Enquanto as represas Billings e Guarapiranga engolem rios de dinheiro em projetos de recuperação, os mesmos problemas que condenaram os dois reservatórios começam a atingir o mais importante e preservado sistema de abastecimento da capital paulista: o Cantareira. Responsável por 48,7% da produção de água - que serve a cerca de 8,5 milhões de habitantes nas 39 cidades da Grande São Paulo - , ele é composto por cinco represas e tem na Barragem Paiva Castro, localizada no limite entre os municípios de Mairiporã e Franco da Rocha, na região metropolitana, seu ponto mais ameaçado por favelas, loteamentos clandestinos e lançamento de esgoto in natura em águas puras trazidas de longe por uma rede que inclui túneis cortando montanhas.
Documentos obtidos pelo Estado revelam que a Companhia de Saneamento Básico do Estado de São Paulo (Sabesp) sabe de 145 invasões em área de sua propriedade na região da Paiva Castro. Entre elas, está parte da Vila Petroria, ocupação ilegal em Franco da Rocha que abriga cerca de 2 mil famílias e não pára de crescer. Outra ocupação, em Mairiporã, ocorreu em área de várzea da barragem, que ficava cheia regularmente antes da estiagem dos últimos anos e hoje está completamente habitada. Com isso, em períodos de chuva, a população sofre com enchentes.
Um mapa da Sabesp identifica 13 pontos diferentes de lançamento de esgoto no reservatório, incluindo parte dos dejetos de Mairiporã, que são recolhidos pela própria companhia. E a poluição do reservatório final, antes da Estação Elevatória Santa Inês e da Estação de Tratamento de Água (ETA) Guaraú, leva a uma situação descrita reservadamente por técnicos da Sabesp como “jogar água Perrier no esgoto”.
Loteamentos anteriores à criação das leis de proteção aos mananciais, de 1976 - portanto, regulares -, têm sistemas próprios de tratamento de esgoto sem que a Sabesp saiba onde os dejetos são lançados. Detalhe: os conjuntos de mansões e casas de classe média margeiam quase toda a barragem.
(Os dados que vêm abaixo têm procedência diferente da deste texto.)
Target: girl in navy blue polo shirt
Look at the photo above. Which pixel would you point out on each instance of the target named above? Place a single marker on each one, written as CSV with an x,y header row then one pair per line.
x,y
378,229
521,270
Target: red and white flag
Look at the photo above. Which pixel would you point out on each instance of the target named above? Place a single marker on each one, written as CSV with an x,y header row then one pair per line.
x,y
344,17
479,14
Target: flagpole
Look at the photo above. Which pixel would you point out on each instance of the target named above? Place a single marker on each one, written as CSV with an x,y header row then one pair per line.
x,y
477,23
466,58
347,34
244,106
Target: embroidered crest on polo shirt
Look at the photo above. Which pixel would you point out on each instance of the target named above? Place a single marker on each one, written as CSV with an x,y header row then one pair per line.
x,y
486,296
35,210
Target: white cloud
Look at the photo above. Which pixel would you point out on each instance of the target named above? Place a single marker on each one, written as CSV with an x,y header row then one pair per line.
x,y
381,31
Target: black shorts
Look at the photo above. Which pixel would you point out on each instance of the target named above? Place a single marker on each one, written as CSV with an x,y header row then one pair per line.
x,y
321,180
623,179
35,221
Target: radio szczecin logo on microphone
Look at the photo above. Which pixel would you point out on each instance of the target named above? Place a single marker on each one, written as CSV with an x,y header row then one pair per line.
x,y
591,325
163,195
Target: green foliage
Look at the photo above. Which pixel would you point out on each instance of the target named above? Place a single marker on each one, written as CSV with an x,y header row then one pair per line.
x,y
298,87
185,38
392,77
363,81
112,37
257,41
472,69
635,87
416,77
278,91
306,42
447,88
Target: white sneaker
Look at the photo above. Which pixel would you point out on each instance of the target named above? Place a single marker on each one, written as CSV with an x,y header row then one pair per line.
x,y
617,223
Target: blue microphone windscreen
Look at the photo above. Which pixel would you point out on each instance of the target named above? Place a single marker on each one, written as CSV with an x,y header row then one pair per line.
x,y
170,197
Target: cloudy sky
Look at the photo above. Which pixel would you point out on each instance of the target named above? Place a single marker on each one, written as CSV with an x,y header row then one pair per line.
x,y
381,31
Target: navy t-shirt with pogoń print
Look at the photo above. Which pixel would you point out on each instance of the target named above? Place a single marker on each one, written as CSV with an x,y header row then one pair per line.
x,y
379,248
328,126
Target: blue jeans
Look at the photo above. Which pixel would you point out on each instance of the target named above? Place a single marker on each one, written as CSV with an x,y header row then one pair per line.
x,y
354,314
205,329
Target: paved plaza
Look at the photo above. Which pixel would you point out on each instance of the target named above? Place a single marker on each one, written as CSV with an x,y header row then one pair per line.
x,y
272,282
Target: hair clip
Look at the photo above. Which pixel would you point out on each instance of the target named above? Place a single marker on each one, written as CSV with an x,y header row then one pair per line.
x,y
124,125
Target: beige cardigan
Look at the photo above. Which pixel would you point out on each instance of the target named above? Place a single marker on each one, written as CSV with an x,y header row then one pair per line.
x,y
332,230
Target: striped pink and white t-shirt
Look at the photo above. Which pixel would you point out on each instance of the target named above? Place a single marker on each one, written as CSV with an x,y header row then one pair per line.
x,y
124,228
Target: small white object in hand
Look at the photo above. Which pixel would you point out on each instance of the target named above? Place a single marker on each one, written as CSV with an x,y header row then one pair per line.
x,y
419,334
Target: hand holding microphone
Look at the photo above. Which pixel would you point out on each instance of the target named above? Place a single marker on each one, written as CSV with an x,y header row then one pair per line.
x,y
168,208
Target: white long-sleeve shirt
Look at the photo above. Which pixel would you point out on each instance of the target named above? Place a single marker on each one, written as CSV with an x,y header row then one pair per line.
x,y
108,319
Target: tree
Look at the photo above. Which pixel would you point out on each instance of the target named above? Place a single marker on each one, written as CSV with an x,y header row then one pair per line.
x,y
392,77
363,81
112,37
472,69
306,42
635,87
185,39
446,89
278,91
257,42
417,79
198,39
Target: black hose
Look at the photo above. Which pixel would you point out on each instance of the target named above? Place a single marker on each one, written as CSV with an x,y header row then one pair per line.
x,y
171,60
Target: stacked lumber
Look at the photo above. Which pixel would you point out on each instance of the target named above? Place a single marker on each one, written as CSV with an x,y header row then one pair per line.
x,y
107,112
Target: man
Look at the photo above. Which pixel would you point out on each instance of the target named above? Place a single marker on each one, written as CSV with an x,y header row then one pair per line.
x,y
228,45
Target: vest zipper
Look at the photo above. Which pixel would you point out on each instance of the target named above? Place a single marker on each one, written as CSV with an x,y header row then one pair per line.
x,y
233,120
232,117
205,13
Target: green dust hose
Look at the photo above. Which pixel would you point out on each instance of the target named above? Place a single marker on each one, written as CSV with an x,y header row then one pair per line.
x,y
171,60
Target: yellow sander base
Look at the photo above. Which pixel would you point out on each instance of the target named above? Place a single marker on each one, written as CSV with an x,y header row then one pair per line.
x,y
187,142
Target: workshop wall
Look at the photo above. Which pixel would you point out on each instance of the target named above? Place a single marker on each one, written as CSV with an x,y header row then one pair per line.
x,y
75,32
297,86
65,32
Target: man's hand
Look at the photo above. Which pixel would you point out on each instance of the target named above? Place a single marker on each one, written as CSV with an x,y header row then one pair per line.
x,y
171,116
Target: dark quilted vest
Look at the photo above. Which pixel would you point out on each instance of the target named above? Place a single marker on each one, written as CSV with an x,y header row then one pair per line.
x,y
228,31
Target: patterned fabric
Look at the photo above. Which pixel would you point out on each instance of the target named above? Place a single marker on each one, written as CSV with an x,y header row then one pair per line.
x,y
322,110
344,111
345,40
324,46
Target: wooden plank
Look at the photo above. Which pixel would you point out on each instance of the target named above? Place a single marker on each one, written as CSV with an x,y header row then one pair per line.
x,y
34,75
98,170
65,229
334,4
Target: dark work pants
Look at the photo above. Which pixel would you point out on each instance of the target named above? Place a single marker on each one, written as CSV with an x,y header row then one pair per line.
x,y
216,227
Trabalho de consultoria feito para a companhia pela empresa Figueiredo Ferraz identificou 151 loteamentos do gênero na região da Paiva Castro. Para piorar a situação, a Sabesp foi proibida pela Lei dos Mananciais de instalar rede de esgotos nesses condomínios.
A Paiva Castro está no meio de uma região rica em biodiversidade, na transição entre a Mata Atlântica e o cerrado. A primeira é a vegetação predominante do Parque Estadual da Cantareira; a segunda, a do Parque Juqueri. Por isso, o crescimento populacional não só afeta a água que o paulistano bebe, como também duas importantes reservas verdes da região metropolitana.
Sede da barragem, o município de Mairiporã registra crescimento anual da população de 6,6% e tem 83% de seu território em área de proteção de mananciais. As montanhas e as represas formam uma das paisagens mais bonitas da região metropolitana. Além da beleza, a barragem fica perto da capital. Pela Estrada Santa Inês, que liga o bairro do Tremembé, na zona norte, a Mairiporã, fica a pouco mais de 20 quilômetros da Marginal do Tietê. Além disso, o local é bem servido por transporte público. Tudo acaba servindo de indutor para a ocupação.
As invasões ou mesmo o crescimento de Mairiporã resultam em assoreamento da barragem. O documento da Sabesp estima que a Paiva Castro e o Canal do Rio Juqueri sofreram assoreamento de 839,8 metros cúbicos, o que corresponde à perda da capacidade do reservatório de guardar água.
Para se ter uma idéia da extensão desse assoreamento, 839,8 metros cúbicos são 35% superior à capacidade do Reservatório Águas Claras, a última represa por onde passa a água do Sistema Cantareira antes de seguir para a Estação de Tratamento Guaraú e, de lá, para a casa de milhares de moradores da região metropolitana de São Paulo.